# Ask me about Egyptian burials or mythology



## Noma Galway (Dec 18, 2013)

No, seriously. Ask. I will probably have the answer; it was an obsession of mine. While we're on the subject, Norse and Greek mythology is fine with me too on this.


----------



## Jabrosky (Dec 18, 2013)

I have a project whose protagonist (Queen Nefrusobek) comes from an Egyptian-style culture, but so far her story hasn't invoked any kind of tombs or burials yet. It's always good to see someone else with a similar interest in ancient Egypt though.


----------



## Noma Galway (Dec 18, 2013)

Oh definitely. Egypt is really fascinating.


----------



## TrustMeImRudy (Dec 19, 2013)

I love mythology, and Egypt is up there for my favorites. I got no questions, just chiming in to say I'll give my help as well. 

Actually, on a second thought I do have a question. Mythology always has a thousand different canons due to different writers from different backgrounds hearing different stories, so Im wondering whats your selected canon? Knowing mythology, it usuallys turns that you know all the versions more or less but select a specific version or versions to meld into what makes most sense, so what about you guys? Ogdoad or Ennead, etc. ?


----------



## Noma Galway (Dec 19, 2013)

As far as I have been able to tell, Egyptian mythology has stayed relatively stable. I don't have a selected canon, I go by what I have learned over the years from various sources and when I don't know, I go to a myriad of books from all sorts of sources. With Greek, though, I do tend to trust Bullfinch's mythology.


----------



## Ginger Bee (Dec 19, 2013)

You know, that's an interesting idea, listing areas of expertise for questioning.  Could be a useful forum topic.  It could function both as an interactive reference resource and an inspiration sparker.


----------



## Noma Galway (Dec 19, 2013)

The one about swords and the one about archery are both really good...I really love going through those, and I figured I would contribute...if anyone needed mummification procedures or anything


----------



## Mythopoet (Dec 19, 2013)

Noma Galway said:


> As far as I have been able to tell, Egyptian mythology has stayed relatively stable.



Considering that Egyptian history covers about 5,000 years, you're right, it's _relatively_ stable. But there is still a wide range of varying beliefs due to things that developed over time or because people from different cities had different beliefs centering around different gods. There's a great deal of difference between Egyptian views on death and the afterlife during the Old Kingdom versus during the New Kingdom, for instance. The interesting thing is that the differing beliefs are often not necessarily contradictory. Egyptians tended to develop their understanding of concepts based on new thinking without throwing out the old in favor of the new. This is why you have gods being combined a lot in the mythology. 

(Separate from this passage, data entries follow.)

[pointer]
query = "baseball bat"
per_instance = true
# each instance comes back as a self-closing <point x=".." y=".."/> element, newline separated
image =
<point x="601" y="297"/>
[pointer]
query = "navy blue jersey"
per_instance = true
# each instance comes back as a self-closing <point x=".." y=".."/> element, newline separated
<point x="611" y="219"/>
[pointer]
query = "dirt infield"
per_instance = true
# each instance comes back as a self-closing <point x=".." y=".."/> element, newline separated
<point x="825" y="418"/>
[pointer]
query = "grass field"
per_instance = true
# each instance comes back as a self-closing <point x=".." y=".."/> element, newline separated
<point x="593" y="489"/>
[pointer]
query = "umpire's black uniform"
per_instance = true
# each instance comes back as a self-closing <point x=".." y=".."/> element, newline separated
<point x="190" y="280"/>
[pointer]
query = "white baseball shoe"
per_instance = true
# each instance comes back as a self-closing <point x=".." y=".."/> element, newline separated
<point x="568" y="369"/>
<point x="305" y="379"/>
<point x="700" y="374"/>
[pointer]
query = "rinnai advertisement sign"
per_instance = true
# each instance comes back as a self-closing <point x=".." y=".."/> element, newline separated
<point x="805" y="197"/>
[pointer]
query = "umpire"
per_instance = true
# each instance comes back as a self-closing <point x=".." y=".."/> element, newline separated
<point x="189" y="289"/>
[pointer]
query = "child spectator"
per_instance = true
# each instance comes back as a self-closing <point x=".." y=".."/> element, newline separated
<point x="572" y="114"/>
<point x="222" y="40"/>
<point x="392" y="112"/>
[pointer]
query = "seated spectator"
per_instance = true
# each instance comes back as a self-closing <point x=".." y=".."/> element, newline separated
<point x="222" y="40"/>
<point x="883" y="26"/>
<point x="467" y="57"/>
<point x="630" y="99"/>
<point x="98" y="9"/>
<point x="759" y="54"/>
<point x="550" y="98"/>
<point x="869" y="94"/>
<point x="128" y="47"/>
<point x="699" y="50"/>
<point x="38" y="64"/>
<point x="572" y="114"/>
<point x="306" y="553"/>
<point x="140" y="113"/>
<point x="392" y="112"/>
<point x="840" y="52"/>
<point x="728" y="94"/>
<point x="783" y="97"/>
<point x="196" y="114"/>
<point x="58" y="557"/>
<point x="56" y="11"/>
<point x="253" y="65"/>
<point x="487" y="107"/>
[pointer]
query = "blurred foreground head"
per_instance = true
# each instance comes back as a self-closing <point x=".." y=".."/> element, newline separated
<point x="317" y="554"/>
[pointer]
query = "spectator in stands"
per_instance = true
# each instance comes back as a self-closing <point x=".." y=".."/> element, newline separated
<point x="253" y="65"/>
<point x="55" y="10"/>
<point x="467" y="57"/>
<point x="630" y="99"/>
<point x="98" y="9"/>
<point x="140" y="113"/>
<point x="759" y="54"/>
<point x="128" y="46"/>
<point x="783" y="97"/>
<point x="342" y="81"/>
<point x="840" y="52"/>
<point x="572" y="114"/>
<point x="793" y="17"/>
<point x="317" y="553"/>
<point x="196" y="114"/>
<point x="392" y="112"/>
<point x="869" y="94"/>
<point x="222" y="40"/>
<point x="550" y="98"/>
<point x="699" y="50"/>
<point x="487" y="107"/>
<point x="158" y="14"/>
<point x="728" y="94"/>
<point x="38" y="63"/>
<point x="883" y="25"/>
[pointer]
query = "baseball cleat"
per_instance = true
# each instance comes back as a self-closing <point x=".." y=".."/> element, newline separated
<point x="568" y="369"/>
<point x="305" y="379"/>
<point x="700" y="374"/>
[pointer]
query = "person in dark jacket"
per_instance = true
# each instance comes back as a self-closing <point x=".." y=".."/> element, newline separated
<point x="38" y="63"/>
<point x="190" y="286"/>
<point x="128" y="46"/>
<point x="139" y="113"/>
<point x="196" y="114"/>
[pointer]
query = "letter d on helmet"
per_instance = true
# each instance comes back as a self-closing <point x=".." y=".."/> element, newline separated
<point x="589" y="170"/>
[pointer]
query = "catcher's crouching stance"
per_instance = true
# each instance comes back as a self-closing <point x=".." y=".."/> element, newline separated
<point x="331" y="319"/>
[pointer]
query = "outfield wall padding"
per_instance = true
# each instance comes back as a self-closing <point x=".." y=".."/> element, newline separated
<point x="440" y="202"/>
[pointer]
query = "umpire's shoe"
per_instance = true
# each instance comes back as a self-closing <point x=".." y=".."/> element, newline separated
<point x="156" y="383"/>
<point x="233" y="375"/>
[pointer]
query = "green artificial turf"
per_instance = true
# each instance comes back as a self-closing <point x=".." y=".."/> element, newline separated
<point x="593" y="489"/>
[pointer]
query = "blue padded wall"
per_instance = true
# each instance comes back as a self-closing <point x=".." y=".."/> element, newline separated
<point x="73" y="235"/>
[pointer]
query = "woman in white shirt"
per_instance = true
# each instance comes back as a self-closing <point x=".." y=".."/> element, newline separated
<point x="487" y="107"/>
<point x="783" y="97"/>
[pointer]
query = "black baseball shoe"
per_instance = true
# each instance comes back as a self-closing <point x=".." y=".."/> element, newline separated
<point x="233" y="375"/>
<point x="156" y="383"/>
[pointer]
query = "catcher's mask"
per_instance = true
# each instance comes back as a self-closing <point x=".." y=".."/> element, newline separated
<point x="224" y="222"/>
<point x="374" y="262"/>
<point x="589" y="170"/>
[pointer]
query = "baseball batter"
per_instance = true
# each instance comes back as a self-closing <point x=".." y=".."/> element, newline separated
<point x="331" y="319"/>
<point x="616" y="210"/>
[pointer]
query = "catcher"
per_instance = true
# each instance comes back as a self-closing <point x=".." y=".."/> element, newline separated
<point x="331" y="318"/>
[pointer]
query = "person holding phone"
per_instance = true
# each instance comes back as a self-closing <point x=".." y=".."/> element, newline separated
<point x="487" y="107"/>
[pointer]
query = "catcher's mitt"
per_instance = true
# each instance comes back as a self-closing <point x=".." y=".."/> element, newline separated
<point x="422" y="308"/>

For instance, the priests of one city who worshiped Amun and the priests of another city who worshiped Ra would get together and say, "You know, Amun and Ra are really similar. In fact, most of their attributes and powers are the same. Perhaps they are actually the same god that we have known by two different names. Let us henceforth worship him as Amun-Ra." Now obviously that's a gross simplification. Egyptian theology was quite complex and fascinating. 

As you might be able to tell, Egyptian religion and philosophy are a passion of mine as well. The nature of my fantasy world is heavily based on Egyptian beliefs and one of the nations is basically a fantasy version of Egypt. 

If you are interested in Egyptian views on religion and the afterlife I highly recommend a couple of books by German Egyptologist Jan Assmann: Death and Salvation in Ancient Egypt and The Search for God in Ancient Egypt. I also rely heavily on The Literature of Ancient Egypt edited by William Kelly Simpson which is a wonderful volume of translations of Egyptian writings. I always like going to the original sources as much as possible when it comes to mythology and religion of ancient cultures.


----------



## Noma Galway (Dec 19, 2013)

You are right, they are not typically contradictory, which is why I said it was relatively stable. I suppose I, too, was oversimplifying. I know the changes that occurred over the extensively long history of Egyptian religion, and if I'm ever unclear, I know where to go


----------



## Mythopoet (Dec 19, 2013)

I didn't meant to suggest you don't know what you're talking about. I'm just a person who could talk about ancient Egyptian beliefs for hours easily. It's one of my obsessions.


----------



## Noma Galway (Dec 19, 2013)

I know that's not what you meant. We might just share an obsession...except I don't write Egyptian settings typically. Maybe for a couple short stories, but that's it.


----------



## TrustMeImRudy (Dec 19, 2013)

I meant actual myths about events that conflict, like their billion creation myths, different gods in similar roles and etc, plus which gods are the most important differed from city to city, while some other mythologies, like Greek and Norse, most cities in the same time period agreed that Zeus or Odin ruled, regardless how differently they viewed Zeus or Odin as acting [not counting Tyr ruling before Odin]


----------



## Noma Galway (Dec 19, 2013)

Well, I mean, it depends heavily on the myth in question.


----------